My studio practice embraces the alchemy of ceramic/glaze processes. This history — geology and chemistry — meets a quicker temperament in synthetic materials. Ceramics holds a long and fascinating history, at times documenting where contemporary definitions of the criminal and the civilian collide, a form through which one may relate the idealized and the debased all in a genuine search of the sublime.


For this project, I worked to interrogate (undermine) the notion of the narrative, to find points at which the weight of an archetype gives way to the space of the chaotic and the exposed. I continue to work in and out of representation to find a visual lexicon, where lunacy meets levity, where the indulgent narrative breaks, begins to turn back on itself, and becomes undone. Working in this way helps me navigate a kind of spacial sense making. Material may play a simple metaphor while images take shape and, when moved around, reanimate place.


An experiential recount of memory, to best glean a thing (un) known. Through the vitality of materials — soft, hard, wet, plastic — the works in Épisode interrogate the sentimental (a cruel device) to find a slip, release. Working with the tradition of the monument, the installation presents a theatrical choreography, large fragmented figures (characters caught in belief) combined with loose amalgams of disassociated gestures, coupling the urge of desire, with feeble, futile attempts, to a held moment in time.


- Meghan Smythe (2017)

At once flesh and figure, MEGHAN SMYTHE’s clay and mixed media sculptures assert the visceral qualities of the body. Plump and writhing, emaciated and broken, parts of bodies are entangled with and piled onto each other in

a series of vulnerable and revealing moments. tumultuous and disturbing, we are confronted with exquisitely tense situations that, rather than tell a story, evoke a cast of characters. Narrative yields to sheer episodes of human nature.


Despite their distortions or even abstractions, Smythe’s clay forms underscore their essential figural quality. Her touch and technique with clay render a succulent blossoming of hands, heads, limbs, and genitalia. Each of them variously conceals, or reveals organic interiors secreting colorful glazes that drip, flow and pool throughout the pieces. Smythe’s clay appears as soft bone, creating a supple exoskeleton for her entangled forms. At the same time, we can feel the clay stretch and pull as if it were our own tendons.


For a period during graduate school, Smythe set aside the sculpting of figural forms to work with bulging mounds of clay in the spaces of abandoned sites. This work enabled her to discover a ‘stubbornness’ in the material, in its great mass and volume. She arrived at a place where the material of clay pushed back, and took over, a limit point that continues to intrigue her. Smythe works within this liminal zone of material possibility, traversing the breaking point only to pick up the pieces, reconstruct and recombine them yet again.

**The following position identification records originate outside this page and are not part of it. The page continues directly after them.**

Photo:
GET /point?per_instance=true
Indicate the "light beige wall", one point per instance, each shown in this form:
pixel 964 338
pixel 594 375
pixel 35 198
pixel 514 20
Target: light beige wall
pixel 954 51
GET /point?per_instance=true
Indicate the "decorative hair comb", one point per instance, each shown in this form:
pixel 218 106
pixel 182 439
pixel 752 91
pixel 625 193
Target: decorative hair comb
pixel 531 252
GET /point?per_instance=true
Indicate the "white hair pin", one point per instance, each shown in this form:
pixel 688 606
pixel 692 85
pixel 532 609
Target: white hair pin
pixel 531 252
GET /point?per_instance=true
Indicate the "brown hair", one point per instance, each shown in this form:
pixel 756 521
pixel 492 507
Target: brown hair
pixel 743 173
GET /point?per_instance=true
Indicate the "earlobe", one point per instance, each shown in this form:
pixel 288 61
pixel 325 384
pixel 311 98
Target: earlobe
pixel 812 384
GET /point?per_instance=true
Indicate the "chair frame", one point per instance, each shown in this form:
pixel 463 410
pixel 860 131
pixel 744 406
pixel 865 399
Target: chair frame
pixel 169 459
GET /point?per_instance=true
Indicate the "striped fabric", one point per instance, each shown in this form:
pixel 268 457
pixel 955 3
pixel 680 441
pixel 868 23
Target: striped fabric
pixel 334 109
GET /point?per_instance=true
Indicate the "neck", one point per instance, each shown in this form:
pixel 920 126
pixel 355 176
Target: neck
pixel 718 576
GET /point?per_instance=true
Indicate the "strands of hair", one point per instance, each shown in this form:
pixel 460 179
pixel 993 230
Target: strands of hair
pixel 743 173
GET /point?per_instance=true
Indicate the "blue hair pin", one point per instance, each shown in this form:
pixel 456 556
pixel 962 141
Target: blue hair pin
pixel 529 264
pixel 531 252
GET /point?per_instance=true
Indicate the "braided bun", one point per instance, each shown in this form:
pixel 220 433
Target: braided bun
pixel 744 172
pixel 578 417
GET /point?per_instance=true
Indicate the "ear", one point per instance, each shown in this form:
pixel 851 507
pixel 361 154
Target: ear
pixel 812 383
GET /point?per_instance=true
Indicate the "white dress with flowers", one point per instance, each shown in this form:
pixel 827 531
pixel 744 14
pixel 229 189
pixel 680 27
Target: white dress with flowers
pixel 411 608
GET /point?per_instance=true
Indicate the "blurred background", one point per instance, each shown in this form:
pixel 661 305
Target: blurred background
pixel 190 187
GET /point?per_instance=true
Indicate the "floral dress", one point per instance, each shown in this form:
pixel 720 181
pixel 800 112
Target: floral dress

Smythe utilizes diverse media along with different qualities and colors of clay and glaze to arouse the viewer’s curiosity. Soft silicone interrupts the hardness of red clay; epoxy resin retains its “wetness” and reflectivity. The qualities of various elements and materials seem to associate freely in the viewer’s perception as a psychological experience, rather than a distinct narrative. Her figures recall the

use of clay in dolls and ritual figurines, but of an uncanny scale. They assume gestures that we might witness only in dreams, with bodies that are often impossibly contorted or broken apart.


Speaking of her work, Smythe notes that a piece is finished when the elements and “characters” finally become a caught in a paradox that is simultaneously tragic and comic, as if in a Shakespearean drama, and invoke classical themes like desire, power and loss. She sees her challenge not in resolving this paradox, but in sustaining the contradictions.